Wednesday, Oct. 08, 2003 - 7:00 p.m.
Allow this to become Linguistiblog for a moment: Vernon Smith, winner of this year’s Nobel Prize in Economics, was just on NPR. When asked to explain his award-winning theory, he obliged, saying, “I’ve always thought you should be able to explain to your brother-in-law what it is you do for a living.” Now, it’s an old, tired routine in linguistics that nobody understands what we do or what we believe in – tell someone you’re a linguist, and they ask how many languages you speak and whether they’re supposed to use ‘he or she’ or ‘they’ in sentences like this one. And I’ve ranted before about how this misunderstanding is our fault, not the world’s, and about how someday I intend to do something about it. Yes. Okay. I STILL can’t explain to people what it is I do. I tell people my thesis was about the words ‘here’ and ‘now’. I tell them I study language as a science. I tell them I have a theory, which is mine, and what it is too. But I can’t really do any better than that.
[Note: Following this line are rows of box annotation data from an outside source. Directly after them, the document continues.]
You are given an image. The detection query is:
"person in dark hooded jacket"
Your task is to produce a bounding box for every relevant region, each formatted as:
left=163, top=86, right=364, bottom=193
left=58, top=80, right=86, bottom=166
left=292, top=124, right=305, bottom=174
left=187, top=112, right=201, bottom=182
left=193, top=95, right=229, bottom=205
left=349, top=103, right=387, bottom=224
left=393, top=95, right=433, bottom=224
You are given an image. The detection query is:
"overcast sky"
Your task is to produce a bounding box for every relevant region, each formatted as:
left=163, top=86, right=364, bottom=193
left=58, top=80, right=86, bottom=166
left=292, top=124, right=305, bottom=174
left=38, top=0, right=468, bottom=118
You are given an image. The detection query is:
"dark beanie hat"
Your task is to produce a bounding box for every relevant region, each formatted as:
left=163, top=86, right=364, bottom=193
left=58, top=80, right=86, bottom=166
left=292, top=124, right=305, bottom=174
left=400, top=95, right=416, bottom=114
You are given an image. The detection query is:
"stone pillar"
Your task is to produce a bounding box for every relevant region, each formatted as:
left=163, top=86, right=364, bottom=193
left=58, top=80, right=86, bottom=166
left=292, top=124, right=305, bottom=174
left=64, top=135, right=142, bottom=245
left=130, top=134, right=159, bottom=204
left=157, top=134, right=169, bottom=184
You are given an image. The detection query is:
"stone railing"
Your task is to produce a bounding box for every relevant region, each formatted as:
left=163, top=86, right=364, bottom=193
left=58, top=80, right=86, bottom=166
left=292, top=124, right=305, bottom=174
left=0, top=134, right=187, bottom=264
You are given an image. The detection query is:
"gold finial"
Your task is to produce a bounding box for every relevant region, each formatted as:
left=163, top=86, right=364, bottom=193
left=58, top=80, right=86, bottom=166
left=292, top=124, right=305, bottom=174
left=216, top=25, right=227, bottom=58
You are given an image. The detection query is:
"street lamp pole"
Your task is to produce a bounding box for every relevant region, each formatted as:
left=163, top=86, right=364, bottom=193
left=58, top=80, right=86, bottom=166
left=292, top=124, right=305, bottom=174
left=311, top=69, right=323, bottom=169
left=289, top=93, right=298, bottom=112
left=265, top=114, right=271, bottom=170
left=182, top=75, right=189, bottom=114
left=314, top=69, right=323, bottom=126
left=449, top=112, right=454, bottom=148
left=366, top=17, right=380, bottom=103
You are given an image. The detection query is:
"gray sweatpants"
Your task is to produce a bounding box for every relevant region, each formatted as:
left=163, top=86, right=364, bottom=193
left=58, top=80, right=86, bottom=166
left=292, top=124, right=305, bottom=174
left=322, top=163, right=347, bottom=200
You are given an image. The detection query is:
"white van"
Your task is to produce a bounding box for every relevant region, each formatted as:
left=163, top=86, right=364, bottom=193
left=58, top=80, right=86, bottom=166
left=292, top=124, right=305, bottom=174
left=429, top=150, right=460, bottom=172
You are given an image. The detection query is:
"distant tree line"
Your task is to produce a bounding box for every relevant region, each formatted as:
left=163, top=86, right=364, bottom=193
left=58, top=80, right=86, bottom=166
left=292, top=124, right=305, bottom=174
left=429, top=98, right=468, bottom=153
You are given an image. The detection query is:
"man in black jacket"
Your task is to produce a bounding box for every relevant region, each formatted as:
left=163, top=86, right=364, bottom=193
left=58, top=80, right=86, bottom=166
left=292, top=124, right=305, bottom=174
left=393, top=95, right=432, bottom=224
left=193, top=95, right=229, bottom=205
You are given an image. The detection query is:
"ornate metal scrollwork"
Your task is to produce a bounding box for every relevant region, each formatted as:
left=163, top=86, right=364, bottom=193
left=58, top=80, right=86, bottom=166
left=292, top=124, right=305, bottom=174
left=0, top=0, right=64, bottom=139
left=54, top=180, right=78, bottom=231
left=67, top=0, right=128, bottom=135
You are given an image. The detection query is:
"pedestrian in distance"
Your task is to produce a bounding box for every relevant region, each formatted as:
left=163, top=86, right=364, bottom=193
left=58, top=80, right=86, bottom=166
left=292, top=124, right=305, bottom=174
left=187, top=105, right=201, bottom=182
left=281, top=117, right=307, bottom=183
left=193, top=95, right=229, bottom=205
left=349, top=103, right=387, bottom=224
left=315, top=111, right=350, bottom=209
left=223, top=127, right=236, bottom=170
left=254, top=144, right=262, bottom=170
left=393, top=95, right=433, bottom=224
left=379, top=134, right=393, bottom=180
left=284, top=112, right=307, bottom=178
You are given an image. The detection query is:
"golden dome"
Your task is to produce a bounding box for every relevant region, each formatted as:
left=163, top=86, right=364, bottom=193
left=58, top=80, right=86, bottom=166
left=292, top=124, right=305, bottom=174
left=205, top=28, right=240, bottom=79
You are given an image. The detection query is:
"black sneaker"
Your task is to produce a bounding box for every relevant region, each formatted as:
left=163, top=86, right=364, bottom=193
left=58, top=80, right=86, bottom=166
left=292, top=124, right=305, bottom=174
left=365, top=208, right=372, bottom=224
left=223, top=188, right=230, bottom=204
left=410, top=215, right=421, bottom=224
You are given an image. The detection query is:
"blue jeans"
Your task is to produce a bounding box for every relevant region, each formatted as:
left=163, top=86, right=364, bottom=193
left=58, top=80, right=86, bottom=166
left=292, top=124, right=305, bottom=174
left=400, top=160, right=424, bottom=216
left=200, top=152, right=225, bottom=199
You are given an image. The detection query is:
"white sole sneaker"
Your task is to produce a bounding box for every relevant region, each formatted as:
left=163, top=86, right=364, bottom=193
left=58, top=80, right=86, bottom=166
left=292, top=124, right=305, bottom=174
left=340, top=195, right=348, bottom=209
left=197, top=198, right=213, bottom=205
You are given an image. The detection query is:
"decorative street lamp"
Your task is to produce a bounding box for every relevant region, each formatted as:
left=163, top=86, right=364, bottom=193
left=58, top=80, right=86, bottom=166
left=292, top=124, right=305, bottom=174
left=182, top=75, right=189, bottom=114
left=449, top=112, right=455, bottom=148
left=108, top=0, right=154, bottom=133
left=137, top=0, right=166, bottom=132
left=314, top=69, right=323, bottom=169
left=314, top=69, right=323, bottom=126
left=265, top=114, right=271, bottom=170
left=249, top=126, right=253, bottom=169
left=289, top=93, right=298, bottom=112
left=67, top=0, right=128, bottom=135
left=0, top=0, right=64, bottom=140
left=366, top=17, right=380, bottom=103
There will be no resolution to that brief rant, because I know all you want is More Seventh Grade Diary Entries. Okay. Just indulge the nineteenth grade me for one more minute.
Mary and I talked recently about how month after month, for years now, we get cranky and sad for a few days, feel horrible about our lives and everything in them, then get our periods and realize the ickiness was mostly due to hormonal changes. And still, the very next month, as well as we know and love our bodies, we get cranky and depressed and are absolutely bewildered by it…until we get our periods again and realize the ickiness was mostly due to hormonal changes. My mom and I talked about this, too – the same thing happens to her, and she has had, by conservative estimates, over 400 periods. What I am getting at, of course, is that though the rain and stress of the past week contributed to my despair, once again Madame Brun-Rouge was the secret agitator. Damn that underhanded harlot.
I will try to be perkier at band practice tonight to make up for last week’s spiritual defection. I will eat something before I drink a bunch of High Life tallboys. And I will leave you with more Eva, Aged Twelve.
Dear Diary –
I’m bored!! There’s nothing to do around here! I ♥ Warrant so much. Other bands are so obsessed w/ looks + stuff, they don’t really have time 4 music. Alisun says Jani is ugly, but I think he’s so hot! But what can U expect from someone who thinks Vanilla Ice is a babe? Sigh. I ♥ the songs I Saw Red + Cherry Pie!
Milo and Otis is what we rented today. It should have been rated “Super G”.
I’m sneaking downstairs to watch Saturday Night Live!
Dear Diary –
Hey. Russell’s being a bitch today. I ♥ Warrant so much, even more than Slaughter or even Shane! Jani writes all of his songs. I visualize being with him and meeting him at a concert. The Warrant and Poison concert is next Friday.
Matt hasn’t (thank God) called. I hate him so much I wish he would die! (really). He is ruining my life!
I ♥ WARRANT!!!
I also ♥ Black Crowes, Slaughter, Ratt?, Poison, etc.
I hate Motley Crue because Matt likes them.
Dear Diary –
Hey. We went to the zoo today. The baby hippo was adorable! I also (majorly) had to clean my room.
I decided that when I’m 20 I’ll build a café called The Sad Café + play only Eagles music! Cool, huh. I wish I had a marmoset as a pet. They’re so cute!
I ♥ Cinderella! [drawing of marmoset] I ♥ Black Crowes
I ♥ WARRANT
I wish I could fuck Jani Lane!
Happy B-day ELVIS
Dear Diary –
Hey. I went ice-skating today. I met these 3 girls from Conifer. One was named Melissa G. Her name sounds so familiar! People call her Gordo. I don’t remember the other two’s names. They were 6th graders. I told them I was 13. Melissa was really weird, (just like me).
There was a new TV show on last night called Blossom. I could really relate to it. It was after Fresh Prince.
There’s this weird new band called Rhinobucket on the radio!
Well past 20 years old and no Sad Cafe. Perhaps my life has not been well spent.